If someone in your home has COVID-19, there are things you can to do protect yourself:
As we learn more about this virus, expert recommendations will continue to change. Check with your doctor or public health official to get the most updated information about how to protect yourself.
Keep the sick person away from others – The sick person should stay in a separate room and use a separate bathroom if possible.
● Use face masks – The sick person should wear a face mask when they are in the same room as other people. If you are caring for the sick person, you can also protect yourself by wearing a face mask when you are in the room. This is especially important if the sick person cannot wear a mask.
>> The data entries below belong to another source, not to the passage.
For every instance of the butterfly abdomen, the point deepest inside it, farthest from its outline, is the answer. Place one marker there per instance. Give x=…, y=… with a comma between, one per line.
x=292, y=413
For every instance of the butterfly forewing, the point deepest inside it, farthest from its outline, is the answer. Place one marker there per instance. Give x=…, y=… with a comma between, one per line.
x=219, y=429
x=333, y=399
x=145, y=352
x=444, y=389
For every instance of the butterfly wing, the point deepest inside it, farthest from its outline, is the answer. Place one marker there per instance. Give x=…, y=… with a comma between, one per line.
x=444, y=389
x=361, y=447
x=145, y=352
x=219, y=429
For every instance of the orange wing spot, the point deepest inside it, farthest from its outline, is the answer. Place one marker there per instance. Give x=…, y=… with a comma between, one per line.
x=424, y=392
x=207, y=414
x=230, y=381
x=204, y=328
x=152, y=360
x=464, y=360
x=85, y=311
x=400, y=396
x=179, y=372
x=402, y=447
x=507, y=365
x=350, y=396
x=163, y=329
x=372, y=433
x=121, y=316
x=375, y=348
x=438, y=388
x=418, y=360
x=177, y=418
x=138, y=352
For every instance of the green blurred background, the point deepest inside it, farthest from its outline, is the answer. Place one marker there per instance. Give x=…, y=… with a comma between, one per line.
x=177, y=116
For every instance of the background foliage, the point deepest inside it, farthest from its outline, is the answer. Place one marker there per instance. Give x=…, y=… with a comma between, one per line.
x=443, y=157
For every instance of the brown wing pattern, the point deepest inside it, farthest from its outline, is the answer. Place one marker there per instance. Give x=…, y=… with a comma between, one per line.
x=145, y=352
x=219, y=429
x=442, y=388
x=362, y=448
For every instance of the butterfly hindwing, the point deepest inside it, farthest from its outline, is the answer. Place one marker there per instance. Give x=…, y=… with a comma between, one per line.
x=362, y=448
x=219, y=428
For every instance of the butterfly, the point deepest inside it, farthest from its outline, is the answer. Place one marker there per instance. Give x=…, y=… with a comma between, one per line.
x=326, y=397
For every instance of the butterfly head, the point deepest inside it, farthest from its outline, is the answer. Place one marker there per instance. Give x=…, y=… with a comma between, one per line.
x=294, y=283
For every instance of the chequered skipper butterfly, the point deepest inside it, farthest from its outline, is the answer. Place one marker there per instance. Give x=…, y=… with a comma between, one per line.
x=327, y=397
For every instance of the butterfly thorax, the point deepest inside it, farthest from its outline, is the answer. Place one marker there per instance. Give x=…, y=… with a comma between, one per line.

● Be extra careful around body fluids – If you will be in contact with the sick person’s blood, mucus, or other body fluids, wear a disposable face mask, gown, and gloves. If any body fluids touch your skin, wash your hands with soap right away.
● Clean often – It’s especially important to clean things that are touched a lot. This includes counters, bedside tables, doorknobs, computers, phones, and bathroom surfaces.
● Wash hands – Wash your hands with soap and water often.